Based on the indications detected in these investigations, on December 14, 2011, entry, registration and seizure were carried out in the dependencies of the actors in the supermarket sector. In this effort, it was possible to gather various background information (content in computer equipment and backups by e-mail) that gave account of the contacts made between executives of supermarket chains and chicken suppliers.

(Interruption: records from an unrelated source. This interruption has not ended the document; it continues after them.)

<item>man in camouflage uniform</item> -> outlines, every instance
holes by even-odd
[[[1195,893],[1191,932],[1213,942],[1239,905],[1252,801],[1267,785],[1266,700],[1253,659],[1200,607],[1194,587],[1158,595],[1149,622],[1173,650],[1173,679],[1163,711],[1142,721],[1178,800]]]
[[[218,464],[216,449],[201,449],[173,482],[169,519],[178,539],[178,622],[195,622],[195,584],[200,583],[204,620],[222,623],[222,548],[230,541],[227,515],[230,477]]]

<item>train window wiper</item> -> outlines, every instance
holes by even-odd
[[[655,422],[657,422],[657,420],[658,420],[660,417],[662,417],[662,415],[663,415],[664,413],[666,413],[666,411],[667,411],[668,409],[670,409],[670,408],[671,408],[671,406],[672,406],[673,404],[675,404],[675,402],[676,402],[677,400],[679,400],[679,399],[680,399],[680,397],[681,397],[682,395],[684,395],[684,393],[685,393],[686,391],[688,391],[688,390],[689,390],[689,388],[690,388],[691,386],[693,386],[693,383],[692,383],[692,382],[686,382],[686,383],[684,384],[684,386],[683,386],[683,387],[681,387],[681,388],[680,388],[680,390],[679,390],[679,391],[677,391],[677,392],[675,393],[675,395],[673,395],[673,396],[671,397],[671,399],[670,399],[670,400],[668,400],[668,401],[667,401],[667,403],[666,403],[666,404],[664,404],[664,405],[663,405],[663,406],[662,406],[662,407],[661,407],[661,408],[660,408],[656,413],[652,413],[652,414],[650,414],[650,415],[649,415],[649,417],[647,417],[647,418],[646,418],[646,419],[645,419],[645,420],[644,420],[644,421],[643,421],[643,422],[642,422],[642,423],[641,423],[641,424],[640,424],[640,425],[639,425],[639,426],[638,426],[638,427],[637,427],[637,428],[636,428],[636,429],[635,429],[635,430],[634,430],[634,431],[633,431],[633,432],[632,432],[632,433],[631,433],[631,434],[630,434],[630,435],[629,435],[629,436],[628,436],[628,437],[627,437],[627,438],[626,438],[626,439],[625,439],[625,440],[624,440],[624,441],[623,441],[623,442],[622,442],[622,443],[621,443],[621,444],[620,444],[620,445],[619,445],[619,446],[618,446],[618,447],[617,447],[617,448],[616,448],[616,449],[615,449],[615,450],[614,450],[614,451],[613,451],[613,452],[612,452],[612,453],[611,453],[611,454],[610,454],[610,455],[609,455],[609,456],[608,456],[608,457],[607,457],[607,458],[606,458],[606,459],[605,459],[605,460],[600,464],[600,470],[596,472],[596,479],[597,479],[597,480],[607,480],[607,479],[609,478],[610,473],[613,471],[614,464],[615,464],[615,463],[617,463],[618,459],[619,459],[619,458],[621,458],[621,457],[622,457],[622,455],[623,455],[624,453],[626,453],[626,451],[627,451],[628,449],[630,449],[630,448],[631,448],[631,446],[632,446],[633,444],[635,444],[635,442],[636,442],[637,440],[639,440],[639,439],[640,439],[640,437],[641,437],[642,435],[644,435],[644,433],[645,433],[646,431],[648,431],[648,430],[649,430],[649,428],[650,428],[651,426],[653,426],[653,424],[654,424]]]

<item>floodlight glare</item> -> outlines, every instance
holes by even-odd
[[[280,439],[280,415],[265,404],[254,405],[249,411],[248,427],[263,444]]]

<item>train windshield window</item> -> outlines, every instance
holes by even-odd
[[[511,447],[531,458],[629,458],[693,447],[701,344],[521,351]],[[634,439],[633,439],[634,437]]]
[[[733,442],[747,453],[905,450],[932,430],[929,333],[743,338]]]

The documents revealed that the former complained by telephone or by e-mail before the second, when they detected that another chain deviated from the agreement not to sell under the wholesale price list. The aim of these efforts was for suppliers to act as intermediaries, prompting the other chain of non-compliance to comply with the agreed guidelines.

In order for the agreement to work, the required chains constantly monitored the prices of their competitors' chicken meat sold to the public both by internal staff and by outside contractors for that purpose.

Following the TDLC's ruling today, the parties have 10 business days to submit a complaint to the Supreme Court.

"The National Economic Prosecutor reiterates that collusion is the most serious attack against free competition and a priority focus of its mission, and the institution is currently evaluating the content of the TDLC ruling," the agency said. a declaration.